Reflections from the Outside: Teaching Inside in the Time of Corona
Teaching in the Inmate Scholars Program
Well…an already challenging job has become even more so. As I am writing this, we have 1,005 cases of Coronavirus in Kern County. Because it takes so long to test for the virus and sometimes there are no symptoms or the symptoms are basically the same symptoms as allergies (which we all have in Kern County) or a regular cold, it is hard to tell where the virus is or how many people have been affected. When it gets into the prison system, it will spread very rapidly, so we have been kicked out for our own safety as well as the safety of our students. According to the California Department of Corrections and Rehabilitation (CDCR) web site, there are currently 316 confirmed cases in the prison system. Before the first cases were reported or we even had a confirmed case in Kern County, we were barred from entering the prison. There was an email sent that specifically told us that we are not allowed inside, and if we attempted to go anyway, all of the prisons have been informed to refuse to let us in. We have such amazing and committed professors that it was deemed necessary to inform us that we would be caught if we tried to sneak in to teach. I can only imagine trying to get in there with a stack of homework assignments and office supplies.
But now that we are unable to go inside, how are we going continue to teach? Prisons are prone to frequent lockdowns, which means we cannot go inside on a regular basis, but usually the lockdown lifts, and then we can go inside the next week or the week after. Just a side note: a prison lockdown does not actually mean that there was a riot or some other dangerous situation. It could have been a riot, or it could be that the CDCR decided to conduct a random search. We are not always informed about the reason for the lockdown. However, in this current situation, we do know the reason for it, and instead of missing a few classes, we are not going to be able to go inside for the rest of the semester. How do we make sure that learning is still happening and that our students can still get the credit for all the work they have done?

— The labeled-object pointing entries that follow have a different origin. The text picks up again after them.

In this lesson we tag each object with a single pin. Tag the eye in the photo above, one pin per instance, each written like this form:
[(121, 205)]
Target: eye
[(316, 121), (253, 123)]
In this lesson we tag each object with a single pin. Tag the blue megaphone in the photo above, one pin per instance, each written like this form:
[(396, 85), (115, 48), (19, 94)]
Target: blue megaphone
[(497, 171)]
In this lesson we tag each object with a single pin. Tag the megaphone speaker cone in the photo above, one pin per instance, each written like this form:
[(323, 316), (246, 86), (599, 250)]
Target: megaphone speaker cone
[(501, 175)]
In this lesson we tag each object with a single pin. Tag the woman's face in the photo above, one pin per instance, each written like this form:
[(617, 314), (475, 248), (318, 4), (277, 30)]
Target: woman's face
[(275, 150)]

I was on a conference call recently with the Alliance for Higher Education in Prison. I was amazed at all the different programs all around the country, and it seemed that every prison had its own system, rules, and technology. Some had their own television channel and some prisons had tablets that could use an email system, so the students could contact the instructors. There were some facilities that had Canvas (the software platform that my school uses), but it was only set up as an internal system with no internet access. It was amazing the different ways instructors were teaching inside. It was also amazing the dedication these instructors had for continuing education even in these circumstances. One educator (who had been incarcerated at one time) said that our students were even more vulnerable to some of the consequences of this situation than the students on campus because of the prison setting. These students will be more isolated and will be stuck inside their cells with nothing to do. Visitations have stopped, and they will have no communication with the outside world. This lack of interaction will increase their trauma. One solution that was suggested is that we write letters as part of our teaching to make sure that our students know that we are still on the outside and fighting for them and their education.
At my institution, we tried putting together packets and picking up their homework each week. This ended up not working for the English classes in particular. (It has worked in some of the other classes.) Many of my students did not have the opportunity to turn in their assignments because of a lack of mobility inside. They had their work; they just couldn’t turn it in, so we could not provide feedback to the students on their writing. The facility suggested we just assign essays and then grade them at the end. My colleague and I decided that this would not give the inmates an equitable learning experience. I can assign three essays and then grade them at the end, but all three essays will have the same problems, and the likelihood that the writing will improve or that they will be able to pass the class decreases with a model like that.
My fellow instructor and I decided to give our students an excused withdrawal instead and to try to pick it up again in the fall. We could have given them an incomplete, but usually an incomplete means that all the learning of the semester has already happened and all the student needs to do is finish a paper or an exam. We were not in that situation. We were still teaching them how to write their essays. It would not have been fair to grade their work when half of the teaching had not been accomplished. We were also not receiving their work or their questions on a regular basis, so we could not really continue to teach or provide feedback. We hope that we will be allowed back inside in the Fall so that we could start the semester over again. I am working with my program to ensure that I can teach the same class over again in the Fall so that my students do not feel like the work they have done was wasted effort. If not, we hope that the process for getting our packets and communication inside the prison will be smoother or that more technology will be allowed inside to better facilitate teaching these classes.
No one knows how long this is going to last or if it will reoccur in the Fall. We (all educators everywhere) are going to have to be more flexible than we have ever been before to continue to do the best we can for our students. A writing center colleague has dubbed me Professor Gumby mostly because of my flexibility this semester. Flexibility is not my default setting, but I am going to try to live up to my new nickname.